Abdominal CT scan with oral and intravenous contrast is the test of choice to diagnose acute diverticulitis with high sensitivity (93-96%) and specificity (100%) [34]. It also helps in assessing the severity of inflammation, and therefore categorizes the diverticulitis into complicated or uncomplicated disease [34, 35], as well as excluding other pathology as a cause of abdominal pain. Fever (≥ 38 °C) on admission predicts increased risk of complications from acute diverticulitis in patients under 40 years of age [32].

Due to rarity of the disease, the clinical outcomes and severity of acute diverticulitis in younger patients have not been clearly defined yet. Previously acute diverticulitis in younger patients was considered an aggressive diseases and surgical treatment was recommended to prevent recurrent attacks [2, 5]. Subsequently other studies recommended management in younger patients less than 40 years of age to be similar to the older age group. Some studies mentioned that recurrent attacks of acute diverticulitis and management occur with similar frequency in all age groups and respond equally to medical treatments [33, 36]. The risk of severe disease and complications is comparable among older and younger patients [7, 8]. However, other studies have found severe disease and increased recurrent episodes of diverticulitis in young patients as compared to older patients and also younger patients requiring more surgical interventions comparatively [3, 26, 33]. Few cases of acute diverticulitis are only diagnosed when operated for suspected appendicitis [37].

We reviewed our own institution admission data for acute diverticulitis over past 10 years.

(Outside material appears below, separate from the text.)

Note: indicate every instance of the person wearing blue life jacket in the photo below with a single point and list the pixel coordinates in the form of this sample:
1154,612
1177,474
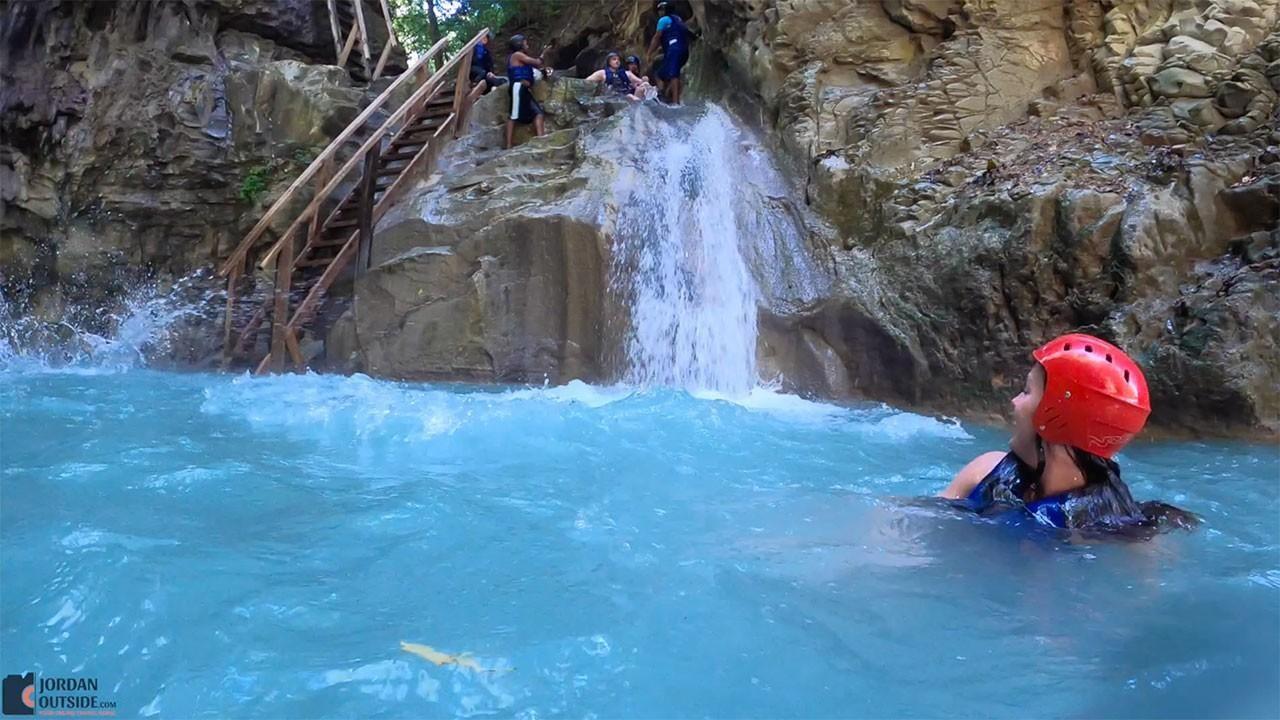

Among 1,800 patients with acute diverticulitis diagnosis, there were only two adolescents [38] (18 and 19 years of age). The youngest adult patient was our case reported here. Review of literature has revealed approximately eight cases in adolescents [19, 21, 39-42] and three in pediatric population [39].

Acute diverticulitis is not routinely considered in differential diagnosis when evaluating pediatric, adolescent or very young adult patients. With rising incidence of this disease, it is important that clinician consider this as a possible diagnosis when evaluating a patient with symptoms of lower abdominal pain. Appendicitis and the ovarian torsion should be in the differential diagnosis of acute diverticulitis or appendicitis in the appropriate clinical settings [1, 37].

The management of acute diverticulitis in the young can be similar to the older patients [16, 43]. Recent literature suggests that indication for surgery for acute diverticulitis should not be only based on age or number of episodes of diverticulitis [36]. Antibiotics are the mainstay of treatment for uncomplicated diverticulitis. The latest guidelines suggest selective, rather than routine use of antibiotics in patients with acute diverticulitis [36].


Acute right-sided diverticulitis is extremely rare in young adult population. The clinical presentation is often misleading as symptoms are similar to acute appendicitis which is much more common in this age group. Severity of acute diverticulitis guides the management strategies. There are no consensus guidelines regarding number of recurrent attacks and need for elective surgical management. Our case illustrates the importance of considering acute diverticulitis in the differential diagnosis of right lower quadrant pain when evaluating a young patient.


None to declare.

Financial Disclosure

None of the authors have any financial conflicts of interest.

Conflict of Interest

None to declare.

Informed Consent

Informed consent was obtained from this patient.

Author Contributions

MUK: conception and design, drafting of manuscript; AB: conception and design, drafting of manuscript; BB: conception and design, final approval of manuscript. All Authors have made contributions to the article and have reviewed it before submission.